Effect of geometry modification on the thermal response of composite metal foam/phase change material for thermal energy storage

In this study, seven vertical shell-tube latent heat storage (LHS) systems are built to explore the effect of geometry on the melting and solidification behavior of phase change material (PCM). The performances of these systems using pure PCM (paraffin RT82) and composite PCM (paraffin RT82 embedded in copper foam) are investigated. Two-dimensional numerical model based on the enthalpy-porosity method and two-temperature energy equations is developed and verified with the experimental data. The solid-liquid interface, isotherms, time histories of liquid fraction and stored energy are used to evaluate the thermal performance. Results show that the conical shell system enhances natural convection compared with the cylinder system, whereas the frustum tube system enhances both convection and conduction.

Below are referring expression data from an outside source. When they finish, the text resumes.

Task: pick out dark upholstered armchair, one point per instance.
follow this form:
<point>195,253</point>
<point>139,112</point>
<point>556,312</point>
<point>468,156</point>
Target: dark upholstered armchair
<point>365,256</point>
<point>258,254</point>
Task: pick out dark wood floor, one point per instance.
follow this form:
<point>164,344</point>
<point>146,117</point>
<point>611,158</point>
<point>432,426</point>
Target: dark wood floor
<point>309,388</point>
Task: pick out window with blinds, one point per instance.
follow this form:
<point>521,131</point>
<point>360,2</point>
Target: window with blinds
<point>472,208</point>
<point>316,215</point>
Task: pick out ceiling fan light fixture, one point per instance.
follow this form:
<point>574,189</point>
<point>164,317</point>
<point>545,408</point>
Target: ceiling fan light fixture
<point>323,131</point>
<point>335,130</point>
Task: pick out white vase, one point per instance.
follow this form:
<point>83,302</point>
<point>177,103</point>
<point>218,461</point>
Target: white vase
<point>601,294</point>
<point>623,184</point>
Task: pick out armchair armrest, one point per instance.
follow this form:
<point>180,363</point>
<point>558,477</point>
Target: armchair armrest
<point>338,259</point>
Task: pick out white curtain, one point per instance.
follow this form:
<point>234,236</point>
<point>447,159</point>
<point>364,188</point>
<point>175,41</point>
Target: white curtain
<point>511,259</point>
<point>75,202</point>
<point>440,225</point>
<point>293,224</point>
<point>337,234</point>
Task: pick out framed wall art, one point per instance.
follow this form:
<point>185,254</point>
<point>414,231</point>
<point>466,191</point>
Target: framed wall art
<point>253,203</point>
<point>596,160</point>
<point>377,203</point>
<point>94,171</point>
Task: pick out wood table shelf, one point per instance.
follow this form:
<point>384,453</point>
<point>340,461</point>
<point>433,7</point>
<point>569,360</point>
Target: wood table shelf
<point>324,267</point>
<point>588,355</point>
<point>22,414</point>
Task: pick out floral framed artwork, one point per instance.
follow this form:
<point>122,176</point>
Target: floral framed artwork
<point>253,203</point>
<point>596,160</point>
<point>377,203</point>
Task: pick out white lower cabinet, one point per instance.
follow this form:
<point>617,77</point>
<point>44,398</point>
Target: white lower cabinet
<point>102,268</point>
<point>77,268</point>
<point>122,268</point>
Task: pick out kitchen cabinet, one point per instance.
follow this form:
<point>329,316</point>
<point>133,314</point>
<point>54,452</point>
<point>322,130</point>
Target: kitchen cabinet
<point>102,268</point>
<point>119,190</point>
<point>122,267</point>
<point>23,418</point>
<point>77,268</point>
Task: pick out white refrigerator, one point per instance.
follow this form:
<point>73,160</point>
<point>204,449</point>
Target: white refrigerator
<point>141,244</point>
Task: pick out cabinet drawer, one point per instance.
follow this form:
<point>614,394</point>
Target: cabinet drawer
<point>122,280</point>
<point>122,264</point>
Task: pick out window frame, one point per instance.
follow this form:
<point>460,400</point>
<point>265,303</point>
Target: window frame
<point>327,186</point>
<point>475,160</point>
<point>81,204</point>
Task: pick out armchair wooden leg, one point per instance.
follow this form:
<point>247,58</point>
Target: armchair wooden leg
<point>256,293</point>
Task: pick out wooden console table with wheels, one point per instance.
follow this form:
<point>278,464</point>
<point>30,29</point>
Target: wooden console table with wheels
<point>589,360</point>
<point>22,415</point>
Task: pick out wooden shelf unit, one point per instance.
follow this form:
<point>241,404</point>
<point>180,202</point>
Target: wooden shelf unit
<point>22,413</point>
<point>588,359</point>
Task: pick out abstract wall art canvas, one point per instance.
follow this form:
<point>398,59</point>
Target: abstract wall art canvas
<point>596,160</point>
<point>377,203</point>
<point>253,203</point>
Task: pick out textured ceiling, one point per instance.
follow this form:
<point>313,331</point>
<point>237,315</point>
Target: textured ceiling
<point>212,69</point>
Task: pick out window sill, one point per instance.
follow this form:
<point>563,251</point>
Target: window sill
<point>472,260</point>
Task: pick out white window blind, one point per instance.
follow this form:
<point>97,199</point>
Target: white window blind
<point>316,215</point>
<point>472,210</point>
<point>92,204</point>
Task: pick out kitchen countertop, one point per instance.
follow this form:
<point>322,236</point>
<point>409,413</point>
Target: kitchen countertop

Geometry modification has little effect on the thermal performance of composite metal foam/PCM. Compared with the cylinder LHS system, the complete melting time with geometry modification is reduced by at least 9.2% for pure PCM, and less than 5.9% for composite metal foam/PCM. Moreover, it is also found that the frustum tube system outperforms the conical shell system in both melting and solidification, regardless of metal foam and HTF material. (C) 2020 Elsevier Ltd. All rights reserved.

Automated summary

The study investigated the effect of geometry on the melting and solidification behavior of phase change material in vertical shell-tube latent heat storage systems. Different geometries were found to enhance natural convection and conduction, affecting the thermal performance. Geometry modification had little impact on the thermal performance of composite metal foam/PCM, but significantly reduced the melting time of pure PCM.